Просто сказка, а не идея! Фирма будет посредничать в этом обмене рисками, а значит, сама вообще будет работать безо всякого риска. 700 тысяч долларов безо всякого риска — такая перспектива должна была понравиться нашему руководству. Но что еще важнее, это полная новизна. Никогда еще не было варрантов на германские процентные ставки. А получить признание в качестве первого инвестиционного банка, который выпустил их, — при одной мысли об этом у инвестиционного банкира начинало ныть под ложечкой.

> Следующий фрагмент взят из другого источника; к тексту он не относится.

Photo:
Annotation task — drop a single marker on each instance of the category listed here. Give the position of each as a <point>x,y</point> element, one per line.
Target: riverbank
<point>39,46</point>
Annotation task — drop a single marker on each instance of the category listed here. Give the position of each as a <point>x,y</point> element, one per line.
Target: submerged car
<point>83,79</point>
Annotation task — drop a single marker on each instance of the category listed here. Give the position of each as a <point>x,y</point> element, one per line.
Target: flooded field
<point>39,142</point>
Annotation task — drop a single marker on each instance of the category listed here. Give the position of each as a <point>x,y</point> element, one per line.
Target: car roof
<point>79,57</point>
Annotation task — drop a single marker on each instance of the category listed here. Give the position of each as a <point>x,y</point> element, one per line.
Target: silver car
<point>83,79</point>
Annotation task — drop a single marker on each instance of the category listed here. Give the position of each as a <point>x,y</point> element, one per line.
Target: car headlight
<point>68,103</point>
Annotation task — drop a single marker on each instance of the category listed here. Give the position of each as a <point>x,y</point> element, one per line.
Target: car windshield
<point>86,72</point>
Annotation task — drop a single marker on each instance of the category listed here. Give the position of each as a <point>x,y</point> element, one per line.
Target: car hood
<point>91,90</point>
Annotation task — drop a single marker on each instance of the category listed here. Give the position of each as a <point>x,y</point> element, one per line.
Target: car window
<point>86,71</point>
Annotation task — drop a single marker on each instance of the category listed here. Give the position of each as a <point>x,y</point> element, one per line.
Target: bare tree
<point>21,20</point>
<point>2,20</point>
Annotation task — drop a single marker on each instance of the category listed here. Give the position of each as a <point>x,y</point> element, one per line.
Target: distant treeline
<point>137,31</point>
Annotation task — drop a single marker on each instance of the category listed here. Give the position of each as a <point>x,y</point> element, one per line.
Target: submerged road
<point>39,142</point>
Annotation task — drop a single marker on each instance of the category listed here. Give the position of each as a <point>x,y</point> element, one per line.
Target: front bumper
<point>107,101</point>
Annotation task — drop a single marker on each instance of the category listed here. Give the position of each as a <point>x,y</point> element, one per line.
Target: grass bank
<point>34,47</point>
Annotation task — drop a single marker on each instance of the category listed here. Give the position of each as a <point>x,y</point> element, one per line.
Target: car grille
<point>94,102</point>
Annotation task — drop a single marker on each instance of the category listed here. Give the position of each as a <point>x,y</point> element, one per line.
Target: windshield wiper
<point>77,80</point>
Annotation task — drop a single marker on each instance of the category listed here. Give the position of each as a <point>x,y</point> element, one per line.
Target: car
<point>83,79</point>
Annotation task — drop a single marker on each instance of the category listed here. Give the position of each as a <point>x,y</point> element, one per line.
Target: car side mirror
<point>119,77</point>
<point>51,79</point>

По мере того как мы готовили эту сделку, людей торгового этажа охватывало все большее любопытство. Вокруг начал шнырять и вынюхивать вице-президент, обычно занимавшийся совсем другими вещами — отношениями с крупными корпорациями. Я буду называть его далее Оппортунистом. Он решил, что ему непременно нужно принять участие в этой операции. Я не возражал. Он проработал в Salomon шесть лет, вдвое больше, чем я и Александр вместе, и его опыт мог оказаться полезным для нас. Оппортунисту в свою очередь просто нечем было заняться. Приближалось время распределения премиальных, и ему ужасно хотелось в чем-нибудь отличиться, так что наша сделка была ему как манна небесная.